Problem 12.  For this problem, we are given only one basis to use.  Because the domain $V = \mathcal{P}_3$ equals the codomain $W = \mathcal{P}_3$, this means we are supposed to use this same basis for both the domain vector space and the codomain vector space.  In particular, this question is asking us to compute the matrix representation

$\text{Rep}_{\mathcal{B}, \mathcal{B}}(D)$

where $\mathcal{B} = \{1, x, x^2, x^3\}$.  This matrix is computed by first evaluating

$D(1) = 0, D(x) = 1, D(x^2) = 2x, \text{ and } D(x^3) = 3x^2$.  One then computes the representation of these output vectors using the basis for the codomain.  This gives

$\text{Rep}_{\mathcal{B}}\,D(1) = (0, 0, 0, 0)^T$

$\text{Rep}_{\mathcal{B}}\, D(x) = (1, 0, 0, 0)^T$

$\text{Rep}_{\mathcal{B}}\, D(x^2) = (0, 2, 0, 0)^T$

$\text{Rep}_{\mathcal{B}}\,D(x^3) = (0, 0, 3, 0)^T$.

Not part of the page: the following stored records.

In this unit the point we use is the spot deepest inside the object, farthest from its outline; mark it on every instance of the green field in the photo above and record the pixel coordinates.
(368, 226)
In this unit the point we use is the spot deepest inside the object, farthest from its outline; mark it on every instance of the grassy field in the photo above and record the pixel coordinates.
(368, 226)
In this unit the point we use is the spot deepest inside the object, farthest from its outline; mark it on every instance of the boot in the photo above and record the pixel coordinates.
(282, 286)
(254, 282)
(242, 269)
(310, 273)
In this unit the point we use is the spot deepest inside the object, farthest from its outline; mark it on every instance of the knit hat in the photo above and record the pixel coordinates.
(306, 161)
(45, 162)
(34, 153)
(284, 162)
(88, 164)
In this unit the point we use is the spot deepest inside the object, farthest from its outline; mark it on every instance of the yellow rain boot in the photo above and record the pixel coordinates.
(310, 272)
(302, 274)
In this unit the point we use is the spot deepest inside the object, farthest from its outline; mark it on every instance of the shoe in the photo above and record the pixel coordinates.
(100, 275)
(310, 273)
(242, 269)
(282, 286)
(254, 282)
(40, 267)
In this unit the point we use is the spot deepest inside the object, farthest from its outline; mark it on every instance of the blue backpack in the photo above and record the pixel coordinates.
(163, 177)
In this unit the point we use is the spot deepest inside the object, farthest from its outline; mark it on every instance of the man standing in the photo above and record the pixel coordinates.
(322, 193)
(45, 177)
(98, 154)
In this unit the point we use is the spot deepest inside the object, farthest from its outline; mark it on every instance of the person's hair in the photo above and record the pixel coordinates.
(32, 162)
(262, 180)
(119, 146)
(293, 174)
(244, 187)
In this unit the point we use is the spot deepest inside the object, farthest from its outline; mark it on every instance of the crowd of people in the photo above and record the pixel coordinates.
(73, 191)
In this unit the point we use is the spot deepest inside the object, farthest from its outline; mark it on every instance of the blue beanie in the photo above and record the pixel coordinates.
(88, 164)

These output vectors are used as the columns for the desired matrix.  As a result we find

$\text{Rep}_{\mathcal{B}, \mathcal{B}} (T) = \left( \begin{array}{cccc} 0 & 1 & 0 & 0 \\ 0 & 0 & 2 & 0 \\ 0 & 0 & 0 & 3 \\ 0 & 0 & 0 & 0 \end{array}\right)$

Problem 13.  It is straightforward to compute that

$\text{Rep}_B \left(\begin{array}{c} 1 \\ 2 \\ 3 \end{array}\right) = \left(\begin{array}{c} 1 \\ 0 \\ 0 \end{array}\right)$.

To determine the representation of the vector $(-1, 3, 0)^T$ in the basis $B$ we have to solve a system of equations, namely

$c_1 \left(\begin{array}{c} 1 \\ 2 \\ 3 \end{array}\right) + c_2\left(\begin{array}{c} 1 \\ 2 \\ 0 \end{array}\right) + c_3\left(\begin{array}{c} 1 \\ 0 \\ 0 \end{array}\right) = \left(\begin{array}{c} -1 \\ 3 \\ 0 \end{array}\right).$

One finds that $c_1 = 0, c_2 = 3/2$ and $c_3 = -5/2$ so that

$\text{Rep}_B \left( \begin{array}{c} -1 \\ 3 \\ 0 \end{array}\right) = \left( \begin{array}{c} 0 \\ 3/2 \\ -5/2 \end{array}\right)$.

Problem 14.  Skipped.

Problem 15.  The matrix representation is given by

$\text{Rep}_{\mathcal{B}, \mathcal{D}}\,(f) = \left( \begin{array}{cccc} | & | & \cdots & | \\ \text{Rep}_{\mathcal{D}} \,f(\vec{v}_1) & \text{Rep}_{\mathcal{D}} \, f(\vec{v}_2) & \cdots & \text{Rep}_{\mathcal{D}} \, f(\vec{v}_n) \\ | & | &\cdots & | \end{array}\right)$

Problem 16.  Skipped (this was done in class).